Un projet qui vise à renforcer la santé animale et à moderniser les services vétérinaires, de 2026 à 2036 a été validé, lors d’un atelier organisé par le ministère du développement de l’élevage du Nigéria, à Abuja.
Ce plan décennal vise à améliorer la surveillance des maladies animales, renforcer les capacités des laboratoires vétérinaires, développer les systèmes de vaccination et moderniser les mécanismes d’identification et de traçabilité du bétail, a indiqué l’agence écofin.
Plusieurs résolutions portant sur le renforcement des capacités institutionnelles, la mise en place de mécanismes de financement durables et l’amélioration des systèmes de notification des maladies, ont été adoptées. Il est également prévu l’élaboration d’une stratégie nationale coordonnée de vaccination entre les États, l’expansion des partenariats public-privé dans la chaîne de valeur de l’élevage ainsi que la transformation numérique et l’approche intégrée des enjeux de santé animale, humaine et environnementale.

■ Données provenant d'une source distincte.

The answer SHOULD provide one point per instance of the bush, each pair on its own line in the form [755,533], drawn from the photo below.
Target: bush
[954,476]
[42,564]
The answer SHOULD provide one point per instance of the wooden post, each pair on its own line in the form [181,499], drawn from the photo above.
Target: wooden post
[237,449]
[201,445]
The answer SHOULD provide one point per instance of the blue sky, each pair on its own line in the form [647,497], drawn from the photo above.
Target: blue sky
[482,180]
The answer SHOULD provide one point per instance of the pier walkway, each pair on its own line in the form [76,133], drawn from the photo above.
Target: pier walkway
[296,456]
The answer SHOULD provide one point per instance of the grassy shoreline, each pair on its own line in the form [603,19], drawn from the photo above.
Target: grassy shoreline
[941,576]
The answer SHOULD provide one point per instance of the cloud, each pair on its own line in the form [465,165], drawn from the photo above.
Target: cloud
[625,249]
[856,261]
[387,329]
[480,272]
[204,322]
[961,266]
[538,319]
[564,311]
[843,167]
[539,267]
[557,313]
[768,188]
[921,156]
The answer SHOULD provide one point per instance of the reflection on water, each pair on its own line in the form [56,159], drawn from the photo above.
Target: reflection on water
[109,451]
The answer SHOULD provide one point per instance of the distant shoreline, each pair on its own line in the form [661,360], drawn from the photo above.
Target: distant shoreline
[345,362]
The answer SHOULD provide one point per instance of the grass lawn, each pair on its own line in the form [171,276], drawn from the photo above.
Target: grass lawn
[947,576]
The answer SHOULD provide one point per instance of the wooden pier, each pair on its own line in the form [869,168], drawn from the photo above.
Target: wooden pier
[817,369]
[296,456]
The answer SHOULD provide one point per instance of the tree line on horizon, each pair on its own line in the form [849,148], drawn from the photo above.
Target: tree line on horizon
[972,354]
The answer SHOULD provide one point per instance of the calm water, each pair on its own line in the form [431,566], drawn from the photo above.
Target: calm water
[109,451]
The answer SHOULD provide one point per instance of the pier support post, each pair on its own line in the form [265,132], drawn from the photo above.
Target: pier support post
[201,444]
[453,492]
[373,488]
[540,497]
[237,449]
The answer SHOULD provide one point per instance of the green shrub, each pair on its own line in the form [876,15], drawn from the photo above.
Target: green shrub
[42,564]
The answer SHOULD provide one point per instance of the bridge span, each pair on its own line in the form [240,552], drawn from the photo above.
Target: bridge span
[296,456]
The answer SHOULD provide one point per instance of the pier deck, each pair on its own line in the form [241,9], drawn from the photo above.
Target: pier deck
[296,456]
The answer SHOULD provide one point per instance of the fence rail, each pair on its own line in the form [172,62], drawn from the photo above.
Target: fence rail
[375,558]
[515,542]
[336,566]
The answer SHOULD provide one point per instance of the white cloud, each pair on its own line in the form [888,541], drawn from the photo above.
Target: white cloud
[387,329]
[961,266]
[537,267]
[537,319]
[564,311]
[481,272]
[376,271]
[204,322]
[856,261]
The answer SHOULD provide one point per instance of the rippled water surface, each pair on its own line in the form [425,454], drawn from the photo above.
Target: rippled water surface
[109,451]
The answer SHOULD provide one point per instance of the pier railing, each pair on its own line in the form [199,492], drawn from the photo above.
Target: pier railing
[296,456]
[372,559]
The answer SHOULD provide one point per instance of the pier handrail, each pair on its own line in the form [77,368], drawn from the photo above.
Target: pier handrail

Cette démarche intervient alors que le Nigeria fait face à une recrudescence de la fièvre charbonneuse, aussi appelée maladie du charbon ou anthrax, après plus d’une année sans déclaration majeure. Il s’agit d’une infection bactérienne qui touche principalement le bétail.
Au-delà de l’anthrax, qui est actuellement au cœur de l’actualité sanitaire de l’élevage au Nigeria, d’autres maladies animales continuent de représenter une menace majeure pour le développement du secteur, avec une répartition qui varie selon les régions et les systèmes de production.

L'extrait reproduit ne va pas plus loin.